Consumer electronics are sold in bins of “good enough” quality with semi-predictable, variable degradation curves. With time the components (LEDs, etc.) will dim and yellow and change color in subtly different ways, and unless constantly corrected for, the colors will just get more and more off with time anyway through regular wear and tear. Do medical monitors really adhere to some sort of time-sensitive, equipment-calibrated set of colors… and do they keep this across the even the same clinic/hospital, much less across different locations?

Just seems so unlikely, but I don’t know anything about this field!

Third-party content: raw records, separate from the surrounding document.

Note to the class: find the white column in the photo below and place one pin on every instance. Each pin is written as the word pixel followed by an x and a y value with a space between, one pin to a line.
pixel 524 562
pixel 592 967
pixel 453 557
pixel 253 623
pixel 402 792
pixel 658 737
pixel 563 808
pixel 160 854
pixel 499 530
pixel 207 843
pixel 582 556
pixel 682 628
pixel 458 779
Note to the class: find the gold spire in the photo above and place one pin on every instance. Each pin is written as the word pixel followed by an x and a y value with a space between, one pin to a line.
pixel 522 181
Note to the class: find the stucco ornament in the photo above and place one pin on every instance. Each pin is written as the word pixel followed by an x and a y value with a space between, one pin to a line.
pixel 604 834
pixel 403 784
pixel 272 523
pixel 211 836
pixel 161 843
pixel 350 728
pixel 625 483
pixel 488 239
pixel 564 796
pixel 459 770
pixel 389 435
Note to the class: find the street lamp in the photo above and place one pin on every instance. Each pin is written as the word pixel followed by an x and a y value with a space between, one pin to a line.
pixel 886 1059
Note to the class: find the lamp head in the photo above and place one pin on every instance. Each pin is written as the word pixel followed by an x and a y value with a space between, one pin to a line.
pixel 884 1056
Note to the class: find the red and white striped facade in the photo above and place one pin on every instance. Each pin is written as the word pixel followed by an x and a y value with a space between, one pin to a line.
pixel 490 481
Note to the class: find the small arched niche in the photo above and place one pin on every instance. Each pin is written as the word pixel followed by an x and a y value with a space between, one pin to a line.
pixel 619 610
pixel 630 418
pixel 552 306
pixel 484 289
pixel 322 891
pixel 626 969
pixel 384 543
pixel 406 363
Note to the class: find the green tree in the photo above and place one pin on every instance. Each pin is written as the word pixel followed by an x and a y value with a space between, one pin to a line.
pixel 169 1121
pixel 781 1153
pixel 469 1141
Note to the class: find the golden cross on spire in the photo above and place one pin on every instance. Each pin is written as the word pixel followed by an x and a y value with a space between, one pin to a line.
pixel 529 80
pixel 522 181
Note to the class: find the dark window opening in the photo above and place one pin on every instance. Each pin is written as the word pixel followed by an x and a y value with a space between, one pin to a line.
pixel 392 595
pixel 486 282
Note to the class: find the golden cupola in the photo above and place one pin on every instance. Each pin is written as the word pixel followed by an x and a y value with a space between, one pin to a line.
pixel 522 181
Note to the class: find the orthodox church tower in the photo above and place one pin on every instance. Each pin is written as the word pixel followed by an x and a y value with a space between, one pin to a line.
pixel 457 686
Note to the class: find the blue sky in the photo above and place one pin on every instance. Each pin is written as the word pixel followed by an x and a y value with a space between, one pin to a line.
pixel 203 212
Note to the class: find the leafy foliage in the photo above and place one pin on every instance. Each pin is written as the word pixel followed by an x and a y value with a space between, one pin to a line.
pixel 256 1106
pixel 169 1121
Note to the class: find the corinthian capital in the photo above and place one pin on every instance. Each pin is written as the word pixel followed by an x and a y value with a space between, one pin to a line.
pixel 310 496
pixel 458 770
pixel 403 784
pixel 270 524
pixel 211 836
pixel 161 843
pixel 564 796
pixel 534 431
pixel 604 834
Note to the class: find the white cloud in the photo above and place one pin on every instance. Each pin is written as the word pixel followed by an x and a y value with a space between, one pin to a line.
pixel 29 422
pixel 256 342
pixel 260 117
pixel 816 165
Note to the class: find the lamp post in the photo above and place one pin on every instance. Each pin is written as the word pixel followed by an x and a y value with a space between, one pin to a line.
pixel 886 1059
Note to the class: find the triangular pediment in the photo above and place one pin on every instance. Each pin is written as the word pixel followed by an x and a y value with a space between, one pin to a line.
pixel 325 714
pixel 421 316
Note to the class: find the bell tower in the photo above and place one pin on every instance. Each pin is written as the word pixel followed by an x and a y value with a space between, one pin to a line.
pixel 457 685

Step 1: Declare that your monitors are approved for medical use.
Step 2: Establish that only your proprietary certification system is acceptable.
Step 3: Jack up the price obscenely.
Step 4: Profit.

↑↑↑ This
Done in a lot of industries.

I’m a cheapskate and also a guy that does a lot of professional photo retouching. My work rarely requires a huge color gamut – but what is important is a wide viewing angle. That usually means an IPS (in-plane switching) monitor with a 178 degree viewing angle. That’s the tech used on Apple 27" screens, and most Dell Ultrasharps.

Without the wide viewing angle, it’s very tricky to tell if you’re looking at a solid, even color or a graduated image that fades from one color into another. On a typical, non-IPS, monitor the middle of the screen can look bright red while the edges of the screen look warm gray. If you move your face so that you’re looking directly at an edge, then the middle of the screen looks like warm gray.

With an IPS (or comparable higher cost technology) panel, the whole screen looks even at normal viewing distance.